Hodges' Model: Welcome to the QUAD: Recast: The NHS Future Forum's four workstreams

Hodges' model is a conceptual framework to support reflection and critical thinking. Situated, the model can help integrate all disciplines (academic and professional). Amid news items, are posts that illustrate the scope and application of the model. A bibliography and A4 template are provided in the sidebar. Welcome to the QUAD ...

Saturday, September 03, 2011

Recast: The NHS Future Forum's four workstreams

This week's Health Service Journal HSJ is in my laptop bag.

In last weeks issue (25 August 2011) was an editorial mention
and news item (p. 6-7) on the NHS Future Forum's four workstreams.
 Apparently, the new addition on a further round of consultation is integration. It may be new for this government and in this context, but the issue of integration has been on the policy table before. 
I've set the four workstreams within Hodges' model:

INTERPERSONAL : SCIENCES
SOCIOLOGY : POLITICAL
Education and training
Public (mental) health
IntegrationInformation


There is a lot of overlap, perhaps that is why integration proves so problematic? Yes, integration is SO political; there are budgets, management, teams, leadership... but it's SOCIAL! Professionals are socialised - trained into practice. Maybe that is the place to start - a mash-up?

Education and training are with the individual - the self. The same issue reports the "shocking" finding of staff who have had no professional development through their careers. Staff must be sufficiently motivated, engaged to seek professional development themselves.

Public health is social too, especially when it comes to non-academic transmission. Public health though relies on evidence - science, but let's not forget the inclusion of that mental component.

Information: so many people await the new information strategy. Despite decades of focus on information, information technology, the benefits of information for clinicians, commissioning there is still so much to learn and get right.

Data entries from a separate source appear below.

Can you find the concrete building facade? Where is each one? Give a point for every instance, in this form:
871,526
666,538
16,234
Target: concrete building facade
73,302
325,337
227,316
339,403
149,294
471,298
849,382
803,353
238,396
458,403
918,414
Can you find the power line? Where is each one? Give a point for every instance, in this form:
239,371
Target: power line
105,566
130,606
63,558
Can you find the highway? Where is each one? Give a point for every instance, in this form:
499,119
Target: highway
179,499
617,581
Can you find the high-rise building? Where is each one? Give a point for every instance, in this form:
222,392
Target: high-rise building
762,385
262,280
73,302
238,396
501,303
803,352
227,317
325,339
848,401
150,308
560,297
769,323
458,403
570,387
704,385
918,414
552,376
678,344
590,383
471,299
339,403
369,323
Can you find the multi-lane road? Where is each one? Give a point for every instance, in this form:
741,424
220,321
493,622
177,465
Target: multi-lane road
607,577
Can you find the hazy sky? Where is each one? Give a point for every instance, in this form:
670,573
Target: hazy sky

It isn't that the three domains of SCIENCES (medicine, nursing), INTERPERSONAL (mental health, learning disability) and SOCIOLOGY (social care, social work) seek to surround and confound the POLITICAL (managers, policy makers). The ongoing challenges highlight the sheer complexity of it all. It also illustrates the immaturity of our knowledge and lack of understanding of this stuff that is information. This next week I am looking forward not only to giving a brief presentation on h2cm and engaging with information, but listening to a very varied interdisciplinary programme:

The Difference that Makes a Difference:
an interdisciplinary workshop on information and technology
The Open University, Milton Keynes, UK

If the strategy groups need a tool to help them find and integrate answers to the big questions might I suggest they adopt a suitably scalable framework.